Getting visa approved and migrating to another country is one of the biggest decisions and biggest milestone in life. i collect as much information as possible. So if i feel that response from one thread is not sufficient, I will post in more than one thread. After all, that's the purpose of this forum. 

With all due respect, if you feel that my sincere question is spam, then your response to my question with negative attitude is nothing more than a junk either. It takes a few seconds to type my question and you took up the same space in this thread to respond to me. 

I am sorry, but you really need to change your attitute. Thank you.




rameshkd said:


> Please do not spam by posting same question in multiple threads. Have some patience someone will respond.


----------



## LassyS (Jun 26, 2015)

Dear All,

I need your inputs in my case.

I have 60 points including partner points for the Programmer ANZSCO code.
My Partner also has 60 points including partner points for the Analyst ANZSCO code.

Ques 1: Is it okay if we create two EOI with different primary applicants as we both have equal points but under different ANZSCO code.

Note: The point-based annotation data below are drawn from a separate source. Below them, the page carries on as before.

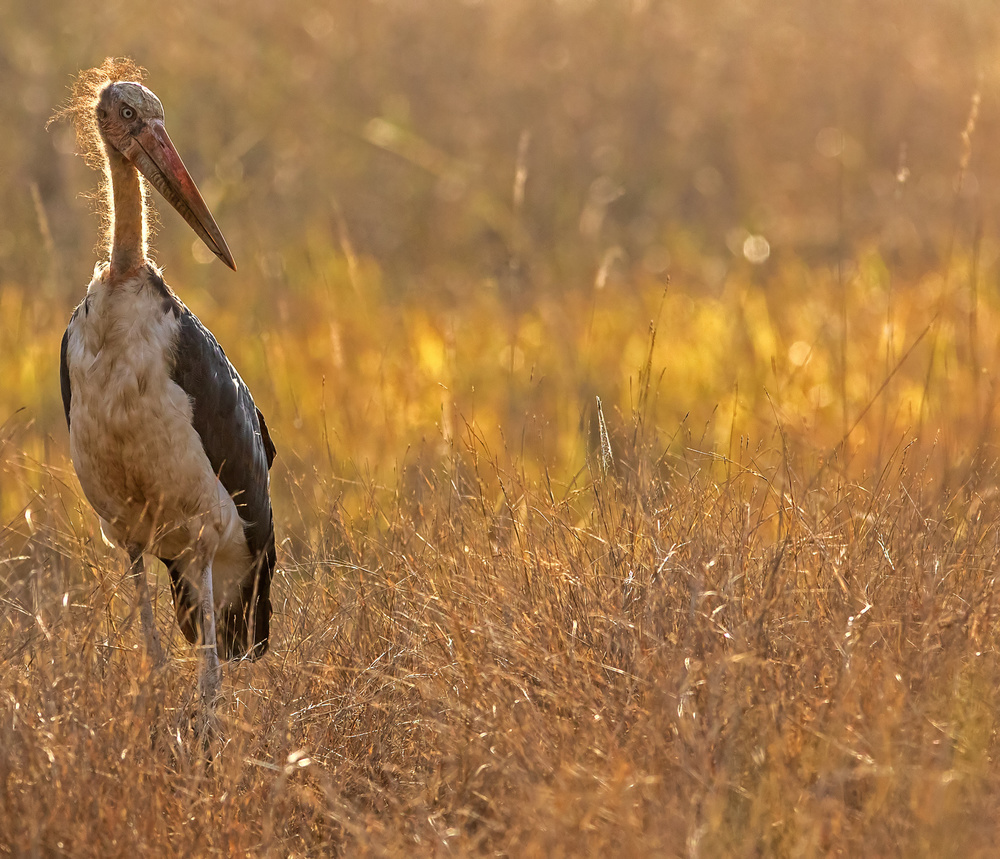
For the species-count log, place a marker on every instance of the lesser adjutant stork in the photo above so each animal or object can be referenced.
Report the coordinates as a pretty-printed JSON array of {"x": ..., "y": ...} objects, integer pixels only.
[{"x": 167, "y": 442}]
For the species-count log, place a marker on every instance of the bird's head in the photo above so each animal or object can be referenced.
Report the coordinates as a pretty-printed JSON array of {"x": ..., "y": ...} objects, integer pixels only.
[
  {"x": 130, "y": 120},
  {"x": 112, "y": 108}
]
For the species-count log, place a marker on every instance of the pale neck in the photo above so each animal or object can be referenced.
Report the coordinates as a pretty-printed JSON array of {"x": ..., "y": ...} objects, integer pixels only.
[{"x": 128, "y": 218}]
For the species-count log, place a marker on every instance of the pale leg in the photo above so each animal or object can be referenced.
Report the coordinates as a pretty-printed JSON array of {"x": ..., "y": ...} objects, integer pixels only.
[
  {"x": 210, "y": 674},
  {"x": 138, "y": 573}
]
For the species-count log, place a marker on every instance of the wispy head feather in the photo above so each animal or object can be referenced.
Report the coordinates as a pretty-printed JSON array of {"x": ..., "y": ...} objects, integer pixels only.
[
  {"x": 81, "y": 107},
  {"x": 83, "y": 100}
]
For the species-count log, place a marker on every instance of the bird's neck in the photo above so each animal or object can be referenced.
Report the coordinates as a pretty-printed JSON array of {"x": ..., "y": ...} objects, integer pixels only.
[{"x": 127, "y": 253}]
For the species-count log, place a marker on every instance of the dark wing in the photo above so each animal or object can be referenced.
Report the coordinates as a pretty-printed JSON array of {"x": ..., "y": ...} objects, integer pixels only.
[
  {"x": 64, "y": 375},
  {"x": 239, "y": 448}
]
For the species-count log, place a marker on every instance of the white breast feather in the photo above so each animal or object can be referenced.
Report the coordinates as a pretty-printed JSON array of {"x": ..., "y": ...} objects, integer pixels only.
[{"x": 139, "y": 459}]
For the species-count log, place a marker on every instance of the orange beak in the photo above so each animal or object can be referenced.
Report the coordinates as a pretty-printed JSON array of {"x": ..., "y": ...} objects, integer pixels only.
[{"x": 154, "y": 155}]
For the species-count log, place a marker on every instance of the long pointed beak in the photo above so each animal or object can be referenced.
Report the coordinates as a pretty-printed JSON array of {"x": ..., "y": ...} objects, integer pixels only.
[{"x": 154, "y": 155}]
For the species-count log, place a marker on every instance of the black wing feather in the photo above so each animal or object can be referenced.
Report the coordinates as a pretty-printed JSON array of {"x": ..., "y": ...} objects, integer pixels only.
[
  {"x": 238, "y": 446},
  {"x": 64, "y": 376}
]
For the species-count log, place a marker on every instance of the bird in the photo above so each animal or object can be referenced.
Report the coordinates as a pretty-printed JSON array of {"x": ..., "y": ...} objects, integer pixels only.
[{"x": 168, "y": 445}]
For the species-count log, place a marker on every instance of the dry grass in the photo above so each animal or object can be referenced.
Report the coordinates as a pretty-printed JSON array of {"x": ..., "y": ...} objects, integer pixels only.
[{"x": 744, "y": 606}]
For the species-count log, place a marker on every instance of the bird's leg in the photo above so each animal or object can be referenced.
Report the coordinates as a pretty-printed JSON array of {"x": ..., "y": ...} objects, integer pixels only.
[
  {"x": 210, "y": 674},
  {"x": 138, "y": 573}
]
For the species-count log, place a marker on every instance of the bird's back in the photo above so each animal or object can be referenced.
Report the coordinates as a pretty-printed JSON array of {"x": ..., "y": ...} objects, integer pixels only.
[{"x": 165, "y": 438}]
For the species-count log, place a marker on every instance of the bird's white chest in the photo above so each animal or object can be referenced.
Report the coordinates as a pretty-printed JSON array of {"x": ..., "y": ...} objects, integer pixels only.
[{"x": 138, "y": 457}]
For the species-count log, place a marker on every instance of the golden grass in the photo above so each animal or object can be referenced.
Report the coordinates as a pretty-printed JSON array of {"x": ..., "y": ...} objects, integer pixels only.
[{"x": 573, "y": 560}]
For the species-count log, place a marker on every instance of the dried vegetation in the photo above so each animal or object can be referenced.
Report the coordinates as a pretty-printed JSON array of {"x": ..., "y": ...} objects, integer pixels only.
[{"x": 743, "y": 604}]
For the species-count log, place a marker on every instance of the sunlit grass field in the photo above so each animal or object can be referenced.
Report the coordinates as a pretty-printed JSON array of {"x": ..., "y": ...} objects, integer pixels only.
[{"x": 632, "y": 369}]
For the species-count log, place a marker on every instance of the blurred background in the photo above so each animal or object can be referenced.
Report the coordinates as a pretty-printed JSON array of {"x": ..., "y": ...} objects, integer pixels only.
[{"x": 455, "y": 217}]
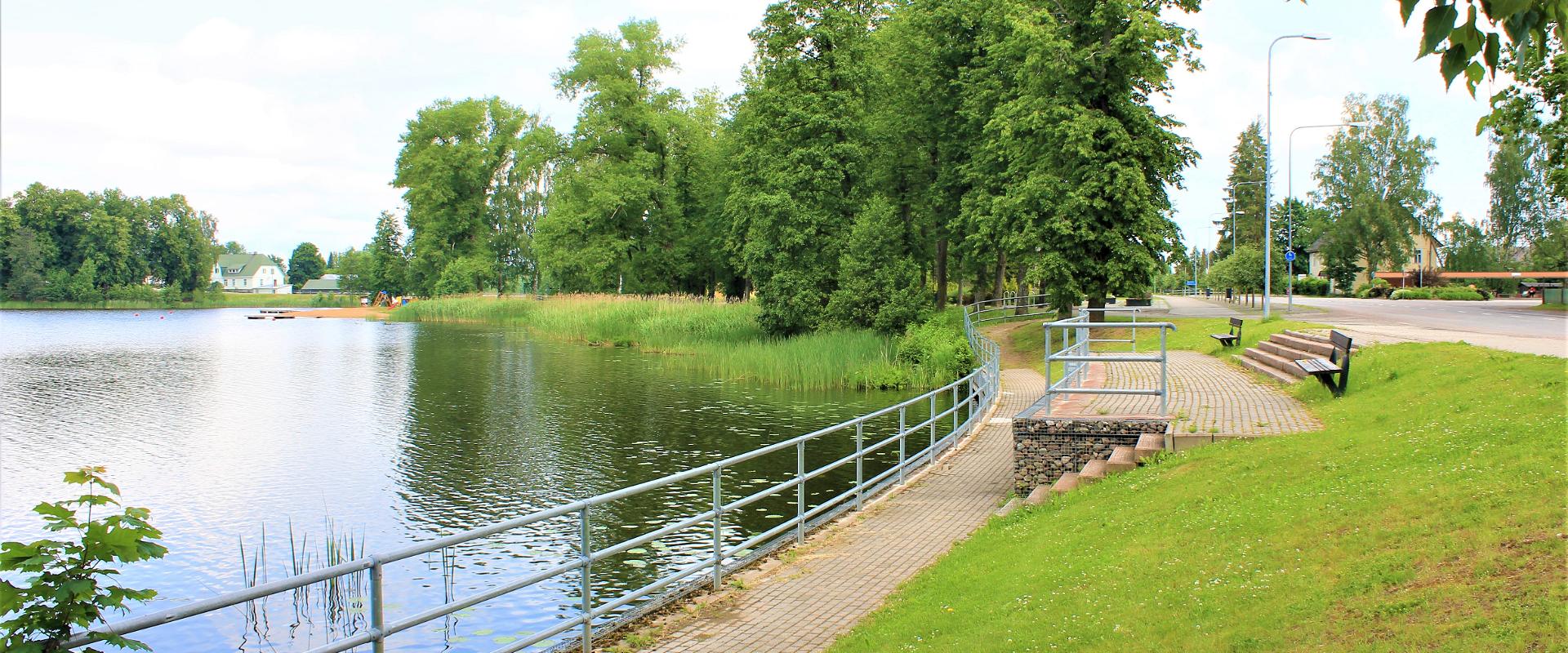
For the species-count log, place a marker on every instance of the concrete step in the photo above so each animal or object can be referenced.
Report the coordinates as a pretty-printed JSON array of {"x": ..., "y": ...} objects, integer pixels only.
[
  {"x": 1266, "y": 370},
  {"x": 1065, "y": 484},
  {"x": 1150, "y": 445},
  {"x": 1121, "y": 460},
  {"x": 1286, "y": 353},
  {"x": 1278, "y": 362},
  {"x": 1312, "y": 346},
  {"x": 1092, "y": 472},
  {"x": 1039, "y": 495}
]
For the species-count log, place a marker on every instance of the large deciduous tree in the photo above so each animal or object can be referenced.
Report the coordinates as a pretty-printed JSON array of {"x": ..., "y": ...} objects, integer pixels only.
[
  {"x": 1374, "y": 184},
  {"x": 460, "y": 167},
  {"x": 305, "y": 264},
  {"x": 802, "y": 160},
  {"x": 1087, "y": 157}
]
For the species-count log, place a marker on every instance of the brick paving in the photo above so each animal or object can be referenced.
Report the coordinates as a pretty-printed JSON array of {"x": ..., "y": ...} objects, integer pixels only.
[
  {"x": 1208, "y": 397},
  {"x": 845, "y": 572}
]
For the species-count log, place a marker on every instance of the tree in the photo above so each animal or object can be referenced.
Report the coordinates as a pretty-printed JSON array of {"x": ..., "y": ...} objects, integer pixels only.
[
  {"x": 25, "y": 267},
  {"x": 802, "y": 157},
  {"x": 455, "y": 168},
  {"x": 1465, "y": 49},
  {"x": 1467, "y": 248},
  {"x": 1087, "y": 158},
  {"x": 61, "y": 583},
  {"x": 1374, "y": 184},
  {"x": 388, "y": 267},
  {"x": 305, "y": 264},
  {"x": 1247, "y": 171},
  {"x": 879, "y": 282}
]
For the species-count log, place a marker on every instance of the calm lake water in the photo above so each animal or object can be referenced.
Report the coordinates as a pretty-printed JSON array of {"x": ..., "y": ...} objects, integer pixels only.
[{"x": 286, "y": 436}]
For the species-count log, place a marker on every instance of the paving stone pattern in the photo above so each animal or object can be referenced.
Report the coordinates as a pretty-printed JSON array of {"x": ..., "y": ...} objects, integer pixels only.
[
  {"x": 845, "y": 572},
  {"x": 1208, "y": 397}
]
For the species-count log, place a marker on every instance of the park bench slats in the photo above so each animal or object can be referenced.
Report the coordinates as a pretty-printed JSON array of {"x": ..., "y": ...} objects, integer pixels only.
[
  {"x": 1333, "y": 371},
  {"x": 1233, "y": 337}
]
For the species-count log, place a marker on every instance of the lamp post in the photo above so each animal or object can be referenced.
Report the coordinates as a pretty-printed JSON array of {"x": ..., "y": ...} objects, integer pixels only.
[
  {"x": 1267, "y": 153},
  {"x": 1290, "y": 209},
  {"x": 1232, "y": 202}
]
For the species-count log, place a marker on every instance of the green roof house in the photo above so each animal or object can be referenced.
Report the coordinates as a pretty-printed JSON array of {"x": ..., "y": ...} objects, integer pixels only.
[{"x": 250, "y": 273}]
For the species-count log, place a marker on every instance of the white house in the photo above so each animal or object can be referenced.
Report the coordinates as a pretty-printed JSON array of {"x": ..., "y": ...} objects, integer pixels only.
[{"x": 250, "y": 273}]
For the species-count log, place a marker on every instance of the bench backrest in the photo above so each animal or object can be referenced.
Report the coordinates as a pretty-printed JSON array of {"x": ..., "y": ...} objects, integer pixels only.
[{"x": 1341, "y": 353}]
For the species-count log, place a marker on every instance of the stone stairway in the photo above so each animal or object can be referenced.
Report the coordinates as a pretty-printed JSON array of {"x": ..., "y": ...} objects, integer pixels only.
[
  {"x": 1276, "y": 356},
  {"x": 1121, "y": 460}
]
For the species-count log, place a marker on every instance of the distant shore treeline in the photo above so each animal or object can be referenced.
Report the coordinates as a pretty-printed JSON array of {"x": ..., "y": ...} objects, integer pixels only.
[{"x": 71, "y": 247}]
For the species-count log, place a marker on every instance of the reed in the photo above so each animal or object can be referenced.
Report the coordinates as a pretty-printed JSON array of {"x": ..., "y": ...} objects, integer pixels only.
[{"x": 719, "y": 339}]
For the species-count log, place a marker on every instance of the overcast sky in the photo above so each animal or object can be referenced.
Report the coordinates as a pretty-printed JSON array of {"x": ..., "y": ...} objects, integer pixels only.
[{"x": 283, "y": 118}]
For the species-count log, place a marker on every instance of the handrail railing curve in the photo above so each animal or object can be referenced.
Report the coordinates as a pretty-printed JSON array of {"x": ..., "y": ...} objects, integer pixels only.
[{"x": 974, "y": 392}]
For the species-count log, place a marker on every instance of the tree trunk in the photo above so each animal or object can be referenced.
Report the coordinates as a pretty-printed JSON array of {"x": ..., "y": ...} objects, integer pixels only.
[
  {"x": 1000, "y": 274},
  {"x": 941, "y": 273}
]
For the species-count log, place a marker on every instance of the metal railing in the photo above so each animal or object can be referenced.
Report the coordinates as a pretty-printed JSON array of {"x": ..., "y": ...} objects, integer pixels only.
[
  {"x": 1076, "y": 356},
  {"x": 596, "y": 611}
]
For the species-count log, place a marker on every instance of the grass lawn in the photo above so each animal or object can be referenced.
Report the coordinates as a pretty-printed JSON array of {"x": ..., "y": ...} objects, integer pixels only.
[
  {"x": 1426, "y": 516},
  {"x": 725, "y": 339}
]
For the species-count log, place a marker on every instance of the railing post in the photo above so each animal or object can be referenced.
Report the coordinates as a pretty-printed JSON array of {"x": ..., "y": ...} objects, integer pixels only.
[
  {"x": 1164, "y": 389},
  {"x": 860, "y": 465},
  {"x": 954, "y": 433},
  {"x": 719, "y": 530},
  {"x": 901, "y": 445},
  {"x": 800, "y": 492},
  {"x": 930, "y": 451},
  {"x": 376, "y": 610},
  {"x": 586, "y": 550}
]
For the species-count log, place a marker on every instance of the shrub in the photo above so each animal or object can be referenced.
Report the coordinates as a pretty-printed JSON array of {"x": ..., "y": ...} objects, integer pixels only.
[
  {"x": 1459, "y": 295},
  {"x": 1312, "y": 286},
  {"x": 1377, "y": 288},
  {"x": 65, "y": 581}
]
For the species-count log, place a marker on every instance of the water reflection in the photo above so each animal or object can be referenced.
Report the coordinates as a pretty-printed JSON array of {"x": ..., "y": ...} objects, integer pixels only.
[{"x": 391, "y": 434}]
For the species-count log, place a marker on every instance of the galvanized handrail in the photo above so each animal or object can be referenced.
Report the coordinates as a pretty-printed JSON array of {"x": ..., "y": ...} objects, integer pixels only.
[
  {"x": 979, "y": 390},
  {"x": 1076, "y": 356}
]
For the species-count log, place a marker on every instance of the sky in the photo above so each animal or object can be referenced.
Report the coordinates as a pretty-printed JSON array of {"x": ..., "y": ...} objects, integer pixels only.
[{"x": 283, "y": 118}]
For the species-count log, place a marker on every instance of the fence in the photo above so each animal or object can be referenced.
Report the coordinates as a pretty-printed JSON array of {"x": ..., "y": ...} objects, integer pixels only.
[
  {"x": 1075, "y": 356},
  {"x": 969, "y": 398}
]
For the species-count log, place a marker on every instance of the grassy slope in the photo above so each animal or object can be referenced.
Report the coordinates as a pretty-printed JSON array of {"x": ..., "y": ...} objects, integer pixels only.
[
  {"x": 720, "y": 339},
  {"x": 1426, "y": 516}
]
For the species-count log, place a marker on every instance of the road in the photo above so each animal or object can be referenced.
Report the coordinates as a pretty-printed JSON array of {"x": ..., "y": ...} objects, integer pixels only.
[{"x": 1499, "y": 323}]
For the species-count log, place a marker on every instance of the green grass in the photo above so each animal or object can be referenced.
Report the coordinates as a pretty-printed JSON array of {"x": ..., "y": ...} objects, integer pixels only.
[
  {"x": 714, "y": 337},
  {"x": 226, "y": 301},
  {"x": 1426, "y": 516}
]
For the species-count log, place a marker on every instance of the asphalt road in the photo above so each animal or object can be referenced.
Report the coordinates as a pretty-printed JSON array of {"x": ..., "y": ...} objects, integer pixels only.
[{"x": 1499, "y": 323}]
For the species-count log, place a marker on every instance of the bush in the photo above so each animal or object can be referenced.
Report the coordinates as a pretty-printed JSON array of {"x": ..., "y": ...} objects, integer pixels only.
[
  {"x": 1312, "y": 286},
  {"x": 1459, "y": 295},
  {"x": 1377, "y": 288}
]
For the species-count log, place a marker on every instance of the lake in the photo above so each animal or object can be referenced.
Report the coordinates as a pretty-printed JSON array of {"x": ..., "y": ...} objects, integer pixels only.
[{"x": 303, "y": 441}]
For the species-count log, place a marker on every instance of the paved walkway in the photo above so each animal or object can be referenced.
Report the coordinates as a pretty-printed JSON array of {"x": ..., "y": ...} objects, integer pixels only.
[
  {"x": 845, "y": 572},
  {"x": 1208, "y": 397}
]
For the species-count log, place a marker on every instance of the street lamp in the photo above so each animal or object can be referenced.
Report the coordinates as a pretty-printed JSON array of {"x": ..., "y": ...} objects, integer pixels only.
[
  {"x": 1267, "y": 153},
  {"x": 1290, "y": 209},
  {"x": 1232, "y": 202}
]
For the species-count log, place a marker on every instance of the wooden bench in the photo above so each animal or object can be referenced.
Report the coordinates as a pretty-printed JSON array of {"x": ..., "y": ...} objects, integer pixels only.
[
  {"x": 1333, "y": 371},
  {"x": 1233, "y": 337}
]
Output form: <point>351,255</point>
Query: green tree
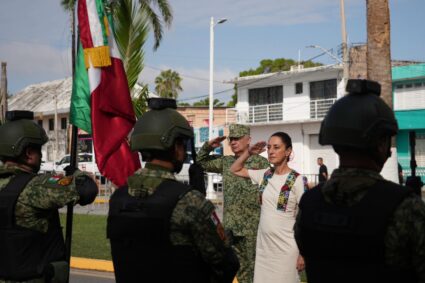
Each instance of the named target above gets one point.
<point>276,65</point>
<point>168,84</point>
<point>133,20</point>
<point>206,102</point>
<point>140,100</point>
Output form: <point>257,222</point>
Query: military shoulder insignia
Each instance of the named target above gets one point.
<point>218,225</point>
<point>65,181</point>
<point>54,179</point>
<point>60,180</point>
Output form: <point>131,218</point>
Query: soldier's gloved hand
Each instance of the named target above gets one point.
<point>196,178</point>
<point>415,183</point>
<point>86,188</point>
<point>70,170</point>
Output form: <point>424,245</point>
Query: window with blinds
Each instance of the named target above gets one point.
<point>323,89</point>
<point>265,95</point>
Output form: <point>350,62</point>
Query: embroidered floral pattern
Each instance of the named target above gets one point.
<point>267,176</point>
<point>282,202</point>
<point>284,191</point>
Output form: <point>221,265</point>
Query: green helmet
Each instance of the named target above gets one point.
<point>17,135</point>
<point>158,128</point>
<point>358,119</point>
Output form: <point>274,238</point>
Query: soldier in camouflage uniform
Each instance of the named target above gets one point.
<point>241,204</point>
<point>31,241</point>
<point>160,229</point>
<point>359,227</point>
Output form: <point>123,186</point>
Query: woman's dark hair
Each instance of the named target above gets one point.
<point>284,137</point>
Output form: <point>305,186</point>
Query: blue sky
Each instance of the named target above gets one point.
<point>35,38</point>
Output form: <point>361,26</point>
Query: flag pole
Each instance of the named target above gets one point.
<point>73,161</point>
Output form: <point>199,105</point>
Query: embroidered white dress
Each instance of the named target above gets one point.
<point>277,251</point>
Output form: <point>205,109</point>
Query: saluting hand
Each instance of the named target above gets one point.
<point>257,148</point>
<point>214,143</point>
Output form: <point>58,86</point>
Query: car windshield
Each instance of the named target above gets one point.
<point>66,159</point>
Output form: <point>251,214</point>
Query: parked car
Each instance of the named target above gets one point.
<point>47,166</point>
<point>85,163</point>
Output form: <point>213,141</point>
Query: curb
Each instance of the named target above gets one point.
<point>97,265</point>
<point>92,264</point>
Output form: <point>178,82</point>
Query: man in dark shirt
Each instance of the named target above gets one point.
<point>323,170</point>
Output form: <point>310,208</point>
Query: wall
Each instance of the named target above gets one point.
<point>295,106</point>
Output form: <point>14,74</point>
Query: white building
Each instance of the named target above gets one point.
<point>294,102</point>
<point>49,100</point>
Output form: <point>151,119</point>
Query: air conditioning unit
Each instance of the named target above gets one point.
<point>295,68</point>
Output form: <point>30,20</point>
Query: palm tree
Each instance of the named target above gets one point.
<point>206,102</point>
<point>168,84</point>
<point>133,20</point>
<point>131,31</point>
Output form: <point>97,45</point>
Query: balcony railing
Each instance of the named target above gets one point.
<point>280,112</point>
<point>319,108</point>
<point>265,113</point>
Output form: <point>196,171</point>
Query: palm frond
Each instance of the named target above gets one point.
<point>131,32</point>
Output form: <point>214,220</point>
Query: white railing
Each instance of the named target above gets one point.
<point>265,113</point>
<point>319,108</point>
<point>275,112</point>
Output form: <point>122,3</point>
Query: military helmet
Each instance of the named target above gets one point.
<point>358,119</point>
<point>158,128</point>
<point>19,132</point>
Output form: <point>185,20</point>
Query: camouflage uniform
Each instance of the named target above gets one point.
<point>44,194</point>
<point>405,231</point>
<point>191,222</point>
<point>241,211</point>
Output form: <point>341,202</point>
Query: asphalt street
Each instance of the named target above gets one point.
<point>87,276</point>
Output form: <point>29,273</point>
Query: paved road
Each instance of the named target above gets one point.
<point>101,208</point>
<point>85,276</point>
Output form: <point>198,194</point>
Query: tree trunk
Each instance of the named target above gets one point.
<point>379,66</point>
<point>3,93</point>
<point>378,47</point>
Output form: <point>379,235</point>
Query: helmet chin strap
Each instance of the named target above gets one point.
<point>177,165</point>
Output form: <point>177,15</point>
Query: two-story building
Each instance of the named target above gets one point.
<point>409,107</point>
<point>294,102</point>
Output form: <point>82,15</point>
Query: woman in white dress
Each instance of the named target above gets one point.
<point>277,257</point>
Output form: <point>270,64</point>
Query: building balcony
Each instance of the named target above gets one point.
<point>319,107</point>
<point>281,112</point>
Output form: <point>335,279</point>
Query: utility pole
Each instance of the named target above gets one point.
<point>345,61</point>
<point>379,66</point>
<point>3,93</point>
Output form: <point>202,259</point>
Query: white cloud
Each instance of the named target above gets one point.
<point>25,59</point>
<point>255,12</point>
<point>195,81</point>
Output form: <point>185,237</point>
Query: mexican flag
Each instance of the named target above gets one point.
<point>101,103</point>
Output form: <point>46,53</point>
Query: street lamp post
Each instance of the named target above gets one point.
<point>210,189</point>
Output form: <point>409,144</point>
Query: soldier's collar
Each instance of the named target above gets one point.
<point>152,166</point>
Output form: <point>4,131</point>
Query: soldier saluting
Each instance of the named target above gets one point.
<point>160,229</point>
<point>32,247</point>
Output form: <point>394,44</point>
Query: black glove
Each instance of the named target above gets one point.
<point>196,178</point>
<point>415,183</point>
<point>69,170</point>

Ques 2: Are we able to claim partner points if we fall under different ANZSCO code. ACS is our accessing authority and we both got positive assessment. Our code falls under SOL list.

Please help us ASAP.

Thanks,


----------



## rameshkd (Aug 26, 2011)

Answers inline


LassyS said:


> Dear All,
> 
> I need your inputs in my case.
> 
> ...


----------



## SG2AUS (Mar 16, 2015)

Some couple I know have independently applied and both got approval without any issues.


----------



## seledi (Apr 8, 2015)

Hi Guys,

I got the Invite for 189 and have 2 months time for applying the Visa.
Have included spouse and Child in the EOI i submitted. However, can I proceed with only myself applying for PR as dependent documents are not yet ready??

Regards,
seledi


----------



## KeeDa (Sep 1, 2014)

seledi said:


> Hi Guys,
> 
> I got the Invite for 189 and have 2 months time for applying the Visa.
> Have included spouse and Child in the EOI i submitted. However, can I proceed with only myself applying for PR as dependent documents are not yet ready??
> ...


Yes, you can, but still will have to mention both of them as non-migrating dependents.
Only documents to prove dependency are: For spouse: just the marriage certificate, and for child: birth certificate showing both of you as the parents. Don't you have these and/or can't you get these under 2 months' time before visa lodgement?


----------



## seledi (Apr 8, 2015)

Keeda,

Thanks for the reply...I believe i can get those intime.
Just to make sure I posted the question


----------



## hnmn4444 (Jul 5, 2015)

I hope some one could help me to solve this issue.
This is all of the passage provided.